ITHACA, N.Y. — As progressive as the City of Ithaca is, it’s lacking in an important regard: transparency. That’s where it could take a page from the Tompkins County Legislature.
On the county level, every legislature meeting is live streamed and posted online for people to watch no later than the next morning and Public Information Officer Marcia Lynch sends out highlights of the meetings the same night they happen. Her last set of highlighted notes was nearly 1,000 words long.
This effort toward transparency isn’t done for journalists. It’s done for the public and the public notices.
Time and again, on social media, people post videos from the meetings, often upset about something an elected official said or telling people to check out a discussion.
That discourse, the agreement or disagreement about what elected officials are doing, is essential to democracy and the free flow of information.
The City of Ithaca is lacking on the front of this kind of transparency.
Yes, meetings are live streamed online and on television. But if you miss the live stream, too bad. You won’t be able to catch up on what happened for up to several months.
The Ithaca Voice has complained, through emails and phone calls, about the untimeliness of this issue since July.
The reasoning behind not posting videos of meeting was initially understandable — the city was really bogged down with projects, there is an employee vacancy. But after continued inquiry into the matter over a period of months, The Voice was eventually told, essentially, that city employees are just too busy to post videos in a timely manner.

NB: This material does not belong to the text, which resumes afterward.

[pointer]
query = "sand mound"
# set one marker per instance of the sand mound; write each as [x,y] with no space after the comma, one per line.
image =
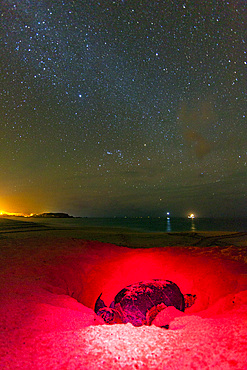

The mayor, Common Council, Chief of Staff Dan Cogan, and City Clerk Julie Holcomb are all aware of Ithaca Voice inquiries about the issue. The only elected official who has bothered to address the issue has been Second Ward Alderman Ducson Nguyen who inquired about the videos and suggested last month that maybe the videos should be posted to Youtube or social media so people could easily access them.
His suggestions seem like the way to go, especially if city employees are not willing to post the high quality videos online in a timely manner.
During the last Common Council meeting, the usual recording equipment was not working correctly, so Mayor Svante Myrick temporarily live streamed a video of the meeting from his Facebook.
That video had seven shares and 55 comments. People commented with their opinions and shared issues they were having on certain roadways. Despite the horrible video quality and sound quality, people were sitting at home engaged in a discussion about local politics.
But as of Thursday morning, it’s been one day short of a month since any videos were uploaded online here.
Now, this delayed access to information doesn’t put a stopper on journalism. When journalists want information, they make phone calls, send emails or stop by offices. But it does do a disservice to the community and a disservice to the people who speak before Common Council.
Their voices are important and deserve to be heard. The public should get the opportunity to, in a timely way, scrutinize, agree with, or disagree with what public officials are doing.
The city can do better than it’s doing right now and it should. Accessibility and transparency should be among some of the top priorities for government and elected officials.
Who knows? Maybe the county will be looking to the city for ideas about how to make government happenings more accessible to the public. After all, the county doesn’t stream committee meetings. It should.